Hash algorithm and collisions

In this final section on hashtables, we’ll have a closer look at worst-case collision scenarios and some properties of the hashing function that PHP employs. While this knowledge is not necessary for the usage of the hashtable APIs it should give you a better understanding of the hashtable structure and its limitations.

Analyzing collisions

In order to simplify collision analysis, let’s first write a helper function array_collision_info() which will take an array and tell us which keys collide into which index. In order to do so we’ll go through the arBuckets and for every index create an array that contains some information about all buckets at that index:

PHP_FUNCTION(array_collision_info) {
    HashTable *hash;
    zend_uint i;

    if (zend_parse_parameters(ZEND_NUM_ARGS() TSRMLS_DC, "h", &hash) == FAILURE) {
        return;
    }

    array_init(return_value);

    /* Empty hashtables may not yet be initialized */
    if (hash->nNumOfElements == 0) {
        return;
    }

    for (i = 0; i < hash->nTableSize; ++i) {
        /* Create array of elements at this nIndex */
        zval *elements;
        Bucket *bucket;

        MAKE_STD_ZVAL(elements);
        array_init(elements);
        add_next_index_zval(return_value, elements);

        bucket = hash->arBuckets[i];
        while (bucket != NULL) {
            zval *element;

            MAKE_STD_ZVAL(element);
            array_init(element);
            add_next_index_zval(elements, element);

            add_assoc_long(element, "hash", bucket->h);

            if (bucket->nKeyLength == 0) {
                add_assoc_long(element, "key", bucket->h);
            } else {
                add_assoc_stringl(
                    element, "key", (char *) bucket->arKey, bucket->nKeyLength - 1, 1
                );
            }

            {
                zval **data = (zval **) bucket->pData;
                Z_ADDREF_PP(data);
                add_assoc_zval(element, "value", *data);
            }

            bucket = bucket->pNext;
        }
    }
}

The code is also a nice usage example for the add_ functions from the previous section. Let’s try the function out:

var_dump(array_collision_info([2 => 0, 5 => 1, 10 => 2]));

// Output (reformatted a bit):

array(8) {
  [0] => array(0) {}
  [1] => array(0) {}
  [2] => array(2) {
    [0] => array(3) {
      ["hash"]  => int(10)
      ["key"]   => int(10)
      ["value"] => int(2)
    }
    [1] => array(3) {
      ["hash"]  => int(2)
      ["key"]   => int(2)
      ["value"] => int(0)
    }
  }
  [3] => array(0) {}
  [4] => array(0) {}
  [5] => array(1) {
    [0] => array(3) {
      ["hash"]  => int(5)
      ["key"]   => int(5)
      ["value"] => int(1)
    }
  }
  [6] => array(0) {}
  [7] => array(0) {}
}

There are several things you can see from this output (most of which you should already be aware of):

  • The outer array has 8 elements, even though only 3 were inserted. This is because 8 is the default initial table size.

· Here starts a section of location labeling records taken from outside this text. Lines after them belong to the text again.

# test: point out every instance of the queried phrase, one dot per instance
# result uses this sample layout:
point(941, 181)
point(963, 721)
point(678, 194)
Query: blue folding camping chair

  • For integers the hash and the key are always the same.

  • Even though the hashes are all different, we still have a collision at nIndex == 2 because 2 % 8 is 2, but 10 % 8 is also 2.

  • The linked collision resolution lists contain the elements in reverse order of insertion. (This is the easiest way to implement it.)

Index collisions

The goal now is to create a worst-case collision scenario where all hash keys collide. There are two ways to accomplish this and we’ll start with the easier one: Rather than creating collisions in the hash function, we’ll create the collisions in the index (which is the hash modulo the table size).

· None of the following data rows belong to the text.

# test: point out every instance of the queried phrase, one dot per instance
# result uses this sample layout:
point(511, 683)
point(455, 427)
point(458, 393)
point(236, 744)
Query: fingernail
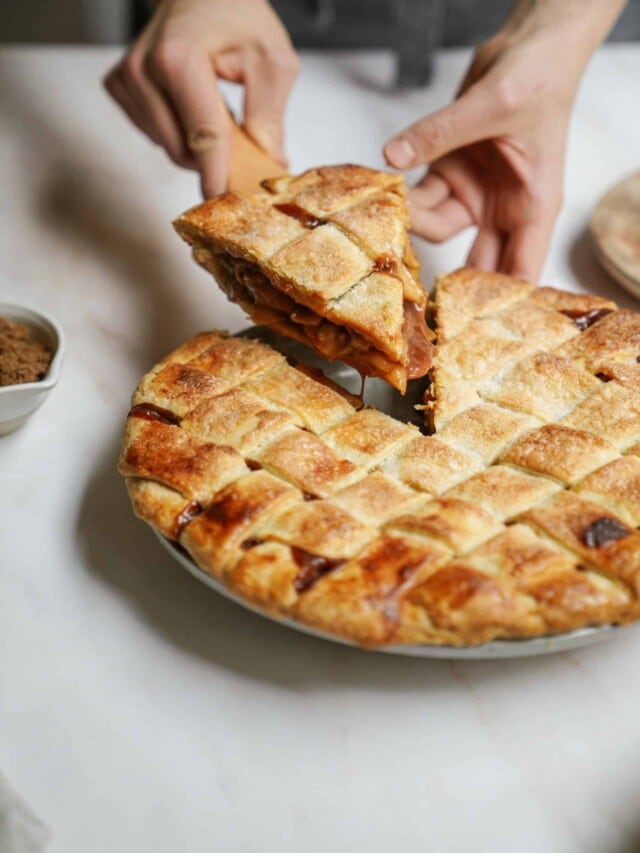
point(400, 153)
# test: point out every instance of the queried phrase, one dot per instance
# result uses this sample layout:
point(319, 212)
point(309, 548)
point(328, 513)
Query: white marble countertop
point(139, 711)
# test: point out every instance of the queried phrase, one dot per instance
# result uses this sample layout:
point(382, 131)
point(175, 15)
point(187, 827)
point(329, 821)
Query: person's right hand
point(167, 82)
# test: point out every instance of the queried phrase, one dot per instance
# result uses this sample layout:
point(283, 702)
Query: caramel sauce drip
point(303, 216)
point(386, 263)
point(312, 568)
point(604, 530)
point(150, 412)
point(584, 319)
point(417, 336)
point(251, 542)
point(191, 511)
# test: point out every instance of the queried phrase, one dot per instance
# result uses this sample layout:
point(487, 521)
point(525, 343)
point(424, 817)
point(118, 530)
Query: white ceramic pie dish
point(17, 402)
point(381, 395)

For integer keys this is particularly easy, because no real hashing operation is applied to them. The index will simply be key % nTableSize. Finding collisions for this expression is trivial, e.g. any key that is a multiple of the table size will collide. If the table size if 8, then the indices will be 0 % 8 = 0, 8 % 8 = 0, 16 % 8 = 0, 24 % 8 = 0, etc.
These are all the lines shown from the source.